An Gottschalk selbst prallt das ab. Anpassung und Zweifel an der eigenen Person waren noch nie seine Stärken. Seine Reaktion: Er moderiert die letzte "Wetten, dass..?"-Folge ohne Hunziker und sagte der "Bild": „Ich brauche keine junge, blonde Frau an meiner Seite, die mir zeigt, wo’s langgeht.“ Das klingt stark nach angekratztem Ego und übersteigertem Geltungsbedürfnis.

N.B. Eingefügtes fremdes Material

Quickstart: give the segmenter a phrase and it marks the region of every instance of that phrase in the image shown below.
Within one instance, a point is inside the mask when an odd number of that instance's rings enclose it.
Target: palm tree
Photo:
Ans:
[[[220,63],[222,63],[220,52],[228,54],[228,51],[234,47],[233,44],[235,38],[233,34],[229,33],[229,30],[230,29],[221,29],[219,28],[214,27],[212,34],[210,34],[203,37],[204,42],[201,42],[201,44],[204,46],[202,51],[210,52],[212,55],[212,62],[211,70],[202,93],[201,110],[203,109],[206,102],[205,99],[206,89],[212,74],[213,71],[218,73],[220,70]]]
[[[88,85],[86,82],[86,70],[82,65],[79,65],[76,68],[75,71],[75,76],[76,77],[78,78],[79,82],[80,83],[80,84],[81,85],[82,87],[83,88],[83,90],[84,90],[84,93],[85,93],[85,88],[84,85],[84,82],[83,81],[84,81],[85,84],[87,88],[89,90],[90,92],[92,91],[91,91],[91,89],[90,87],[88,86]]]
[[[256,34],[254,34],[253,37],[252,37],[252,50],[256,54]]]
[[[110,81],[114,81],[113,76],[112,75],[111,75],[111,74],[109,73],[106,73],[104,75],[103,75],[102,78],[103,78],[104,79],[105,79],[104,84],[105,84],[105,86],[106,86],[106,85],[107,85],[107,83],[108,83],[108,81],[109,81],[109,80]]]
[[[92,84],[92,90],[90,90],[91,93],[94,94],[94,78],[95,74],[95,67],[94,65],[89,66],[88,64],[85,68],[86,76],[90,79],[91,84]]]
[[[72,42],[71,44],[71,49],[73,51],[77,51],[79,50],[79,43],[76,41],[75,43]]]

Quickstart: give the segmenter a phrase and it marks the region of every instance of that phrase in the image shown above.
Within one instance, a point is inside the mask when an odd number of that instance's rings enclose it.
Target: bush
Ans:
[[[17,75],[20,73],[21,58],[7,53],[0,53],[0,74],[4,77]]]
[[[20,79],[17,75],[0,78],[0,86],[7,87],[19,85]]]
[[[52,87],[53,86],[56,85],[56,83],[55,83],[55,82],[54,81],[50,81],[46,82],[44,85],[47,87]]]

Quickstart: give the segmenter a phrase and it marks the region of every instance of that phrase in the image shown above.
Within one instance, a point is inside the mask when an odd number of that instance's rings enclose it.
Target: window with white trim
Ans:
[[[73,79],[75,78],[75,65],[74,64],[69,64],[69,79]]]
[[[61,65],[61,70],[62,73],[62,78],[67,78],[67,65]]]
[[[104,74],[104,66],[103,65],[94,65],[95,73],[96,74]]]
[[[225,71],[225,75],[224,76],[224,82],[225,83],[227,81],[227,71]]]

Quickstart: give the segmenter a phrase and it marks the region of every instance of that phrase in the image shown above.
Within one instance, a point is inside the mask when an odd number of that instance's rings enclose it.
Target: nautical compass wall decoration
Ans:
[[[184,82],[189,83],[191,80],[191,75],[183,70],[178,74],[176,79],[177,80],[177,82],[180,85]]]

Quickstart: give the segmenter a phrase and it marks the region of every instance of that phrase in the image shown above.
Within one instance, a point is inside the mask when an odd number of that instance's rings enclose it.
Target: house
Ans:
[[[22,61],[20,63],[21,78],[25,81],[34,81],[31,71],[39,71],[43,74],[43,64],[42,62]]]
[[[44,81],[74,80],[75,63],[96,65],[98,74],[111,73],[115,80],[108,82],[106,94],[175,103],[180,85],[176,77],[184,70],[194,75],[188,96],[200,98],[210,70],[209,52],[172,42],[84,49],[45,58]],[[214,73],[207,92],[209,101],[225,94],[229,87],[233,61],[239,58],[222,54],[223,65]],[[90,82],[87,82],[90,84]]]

Der Sender sollte den Einfluss Gottschalks auf die guten Quoten jedoch nicht unterschätzen: Der 73-Jährige polarisiert, und für den Erfolg einer Sendung ist das nicht unbedingt schlecht. Die einen schalten aus nostalgischen Gründen ein und weil sie den blond gelockten Haribo-Mann super finden, die anderen, weil sie nur auf einen Fehler warten, über den sie sich in den sozialen Medien aufregen oder lustig machen können.
Auch bei der Show an diesem Wochenende wird das nicht anders sein. Beim Radiosender SWR 3 kündigte Gottschalk bereits an, dass er sich nicht vorbereiten werde: „Ich gehe raus und sage, was mir zumute ist“, so der Moderator. Ob das gut geht? Jede Wette, dass er sich damit zum Abschied noch einmal einen Shitstorm einhandeln wird. Top, die Wette gilt?